Responsibility often brings out the haters. A wave of wing nuts howled we are becoming a nanny state. One wondered if the bag fee would be covered by  food stamps or if people on welfare would be exempt from complying. The issue was not raised out of concern for the less fortunate.

Some malcontents  discussing the new law  were really in a flap.

One said she’d go to the suburbs to do all of her shopping. If she is willing to spend one to two dollars on gas to avoid using cloth bags, I’d be willing to bet my cat, that she doesn’t recycle. Maybe she will move to the suburbs.

The other moaned people would have to buy bags to pick up dog poo. Our HOA furnishes little green bags and some people still don’t pick up after their pooch. One of my neighbors hovers under his hoodie to conceal his identity as he and Rover slink off, leaving an unwelcome gift on the sidewalk.

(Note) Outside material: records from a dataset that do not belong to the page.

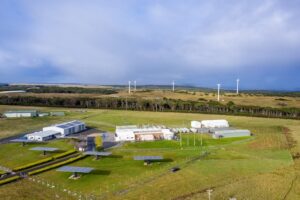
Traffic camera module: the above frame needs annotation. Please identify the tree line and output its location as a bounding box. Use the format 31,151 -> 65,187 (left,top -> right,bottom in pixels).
0,96 -> 300,119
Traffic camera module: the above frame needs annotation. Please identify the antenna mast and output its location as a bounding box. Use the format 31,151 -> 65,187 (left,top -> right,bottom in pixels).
236,79 -> 240,94
134,81 -> 136,92
172,81 -> 175,92
128,81 -> 131,94
217,83 -> 221,101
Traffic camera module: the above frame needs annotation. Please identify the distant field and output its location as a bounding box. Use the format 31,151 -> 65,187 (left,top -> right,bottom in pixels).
0,106 -> 300,200
0,90 -> 300,108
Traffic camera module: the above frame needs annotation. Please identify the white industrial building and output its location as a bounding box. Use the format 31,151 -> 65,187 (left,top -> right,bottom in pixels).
43,120 -> 86,137
213,130 -> 251,139
115,126 -> 174,141
191,119 -> 229,128
26,131 -> 60,141
25,120 -> 86,141
3,110 -> 38,118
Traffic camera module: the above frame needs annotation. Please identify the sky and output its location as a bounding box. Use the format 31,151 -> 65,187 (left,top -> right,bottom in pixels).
0,0 -> 300,90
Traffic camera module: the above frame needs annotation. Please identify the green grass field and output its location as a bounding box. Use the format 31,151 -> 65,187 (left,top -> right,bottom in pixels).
0,106 -> 300,199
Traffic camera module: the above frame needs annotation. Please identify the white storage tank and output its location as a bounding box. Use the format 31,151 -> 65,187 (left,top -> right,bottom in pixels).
201,119 -> 229,128
191,121 -> 202,128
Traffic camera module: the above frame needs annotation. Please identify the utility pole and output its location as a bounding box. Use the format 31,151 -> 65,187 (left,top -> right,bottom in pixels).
134,81 -> 136,92
217,83 -> 221,101
179,132 -> 182,148
128,81 -> 131,94
206,189 -> 213,200
236,79 -> 240,94
194,133 -> 196,148
172,81 -> 175,92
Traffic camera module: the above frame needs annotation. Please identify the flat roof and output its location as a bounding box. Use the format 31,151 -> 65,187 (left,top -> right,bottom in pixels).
84,151 -> 112,156
26,130 -> 60,137
56,166 -> 94,174
10,138 -> 44,143
30,147 -> 58,151
133,156 -> 164,160
53,120 -> 85,129
5,110 -> 37,113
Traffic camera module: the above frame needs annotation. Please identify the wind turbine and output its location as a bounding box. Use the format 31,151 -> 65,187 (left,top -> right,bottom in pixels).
217,83 -> 221,101
128,81 -> 131,94
236,79 -> 240,94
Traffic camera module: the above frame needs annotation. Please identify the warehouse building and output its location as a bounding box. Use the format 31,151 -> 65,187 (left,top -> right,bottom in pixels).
191,119 -> 229,129
26,131 -> 60,141
43,120 -> 86,137
115,126 -> 174,141
3,110 -> 38,118
201,119 -> 229,128
213,130 -> 251,139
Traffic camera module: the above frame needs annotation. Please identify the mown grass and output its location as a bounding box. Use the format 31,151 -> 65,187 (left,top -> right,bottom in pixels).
0,140 -> 73,168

Someone played the “senior citizen” card and said he couldn’t afford to pay for plastic bags. It seems he requires them to haul his stash of twenty bottles of flavored water. (Does beer qualify as flavored water?)

Scariest of all was the woman who said she needs the bags for medical waste disposal. She believes her “disability” should exempt her from the new ordinance. What exactly is she identifying as medical waste? Is she running a meth lab? If a person has a medical waste disposal problem, they require more than a plastic bag.

Thus far, no one has blamed Obama or the Affordable Care Act for the five-cent bag fee.

We’ve proven we are not responsible for managing plastic bag disposal and recycling. Now it’s time to man up, use the cloth ones and quit whining.